Each iteration presents a different message. In Frances Ha, Greta Gerwig explains “that thing when you’re with someone…but it’s a party…and you’re both talking to other people…and you look across the room and catch each other’s eyes.” Secret shared stolen glances transcend typical interaction. Gerwig clarifies that it isn’t sexual or possessive, but rather an unnoticed instant of kinship. Most of the time, The Club Scene does not occur in an actual club. In Overcompensating, Benny and Carmen have their unspoken across-the-room moment at a college party. Their interaction is a vulnerable one, filled with apologetic understandings on both ends. In Challengers, Tashi dances at an outdoor Adidas-sponsored party as the camera pulls in on the nearby infatuated Art and Patrick. This moment is more lighthearted – two foolish boys standing in awe of a beautiful Zendaya, destined for a love triangle from the start.
The Club Scene scene is not about dialogue. It’s about body language, meaningful looks, and, most importantly, music. The scene will later be remembered for the song playing alongside it. I, for one, can’t hear “Love My Way” by the Psychedelic Furs without thinking of Armie Hammer goofily dancing and Timothee Chalamet moving his chest in circles. The Heated Rivalry scene that started it all will forever own “All The Things She Said” by t.A.T.u. Music is more than just a backdrop to The Club Scene. Just last year, “Party 4 U” by Charli xcx went viral online five years after its initial release. Much like The Great Gatsby, Charli depicts what it feels like to throw an extravagant party in the hopes that one person in particular shows up. This too is The Club Scene. Unrequited love in its truest form, as the person being pined after isn’t even present.

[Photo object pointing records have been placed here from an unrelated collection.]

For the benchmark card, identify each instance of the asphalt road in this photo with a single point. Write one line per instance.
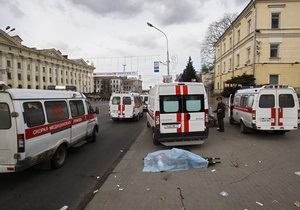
(85, 170)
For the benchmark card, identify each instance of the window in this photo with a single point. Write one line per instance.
(193, 103)
(77, 108)
(248, 54)
(286, 101)
(56, 111)
(274, 50)
(170, 104)
(116, 100)
(274, 79)
(275, 21)
(5, 122)
(126, 100)
(249, 26)
(237, 59)
(33, 114)
(8, 63)
(239, 35)
(266, 101)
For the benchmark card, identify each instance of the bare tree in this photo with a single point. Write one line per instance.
(214, 32)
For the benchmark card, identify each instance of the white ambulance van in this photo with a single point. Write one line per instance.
(270, 108)
(38, 125)
(125, 105)
(145, 101)
(178, 113)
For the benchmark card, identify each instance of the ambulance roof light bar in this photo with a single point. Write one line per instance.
(275, 86)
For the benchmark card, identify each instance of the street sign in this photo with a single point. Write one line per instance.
(156, 66)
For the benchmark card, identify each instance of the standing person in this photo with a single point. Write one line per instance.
(220, 113)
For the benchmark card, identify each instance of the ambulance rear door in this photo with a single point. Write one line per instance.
(276, 109)
(8, 132)
(287, 108)
(182, 110)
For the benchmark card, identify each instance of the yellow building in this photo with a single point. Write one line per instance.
(264, 40)
(24, 67)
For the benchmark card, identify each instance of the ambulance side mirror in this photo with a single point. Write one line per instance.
(97, 110)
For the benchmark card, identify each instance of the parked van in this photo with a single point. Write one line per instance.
(145, 101)
(178, 113)
(125, 105)
(38, 125)
(271, 108)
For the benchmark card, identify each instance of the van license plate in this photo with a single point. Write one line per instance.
(172, 126)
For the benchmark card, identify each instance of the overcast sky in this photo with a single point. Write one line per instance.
(113, 34)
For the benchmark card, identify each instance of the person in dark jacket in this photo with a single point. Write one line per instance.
(220, 113)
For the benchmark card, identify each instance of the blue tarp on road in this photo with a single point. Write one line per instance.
(173, 160)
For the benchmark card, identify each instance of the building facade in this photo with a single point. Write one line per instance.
(108, 85)
(264, 40)
(24, 67)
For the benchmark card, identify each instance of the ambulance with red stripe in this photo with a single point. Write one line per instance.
(39, 125)
(270, 108)
(125, 105)
(178, 113)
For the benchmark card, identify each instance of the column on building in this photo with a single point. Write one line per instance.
(63, 76)
(24, 72)
(3, 66)
(41, 75)
(47, 66)
(14, 75)
(32, 68)
(58, 75)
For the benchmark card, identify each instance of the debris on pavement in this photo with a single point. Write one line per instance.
(297, 203)
(223, 193)
(64, 208)
(173, 160)
(259, 203)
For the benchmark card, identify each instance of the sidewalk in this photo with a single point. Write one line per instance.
(255, 172)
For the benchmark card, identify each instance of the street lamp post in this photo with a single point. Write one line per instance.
(168, 61)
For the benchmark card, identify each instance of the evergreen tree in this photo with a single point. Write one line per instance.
(189, 72)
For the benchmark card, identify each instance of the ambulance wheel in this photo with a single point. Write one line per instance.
(94, 135)
(155, 142)
(137, 118)
(59, 157)
(279, 132)
(244, 129)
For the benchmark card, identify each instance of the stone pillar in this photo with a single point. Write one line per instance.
(14, 75)
(3, 66)
(24, 73)
(32, 75)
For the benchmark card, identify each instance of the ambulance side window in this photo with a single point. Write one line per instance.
(237, 100)
(34, 114)
(77, 108)
(126, 100)
(266, 101)
(56, 111)
(286, 101)
(194, 103)
(116, 100)
(89, 107)
(5, 122)
(169, 104)
(250, 101)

In the last month since naming The Club Scene, I started to see it everywhere. I see it in recently released straight-to-streaming movies and decade old television shows. I see it used to express lust, jealousy, heartbreak, and intrigue. Despite its prevalence, it is not overplayed. The moment never feels like a cop-out for deep storytelling. It elicits butterflies in the happiest tellings and a sinking feeling in the saddest. I will forever be a sucker for The Club Scene which is lucky because I know I will see it time and time again.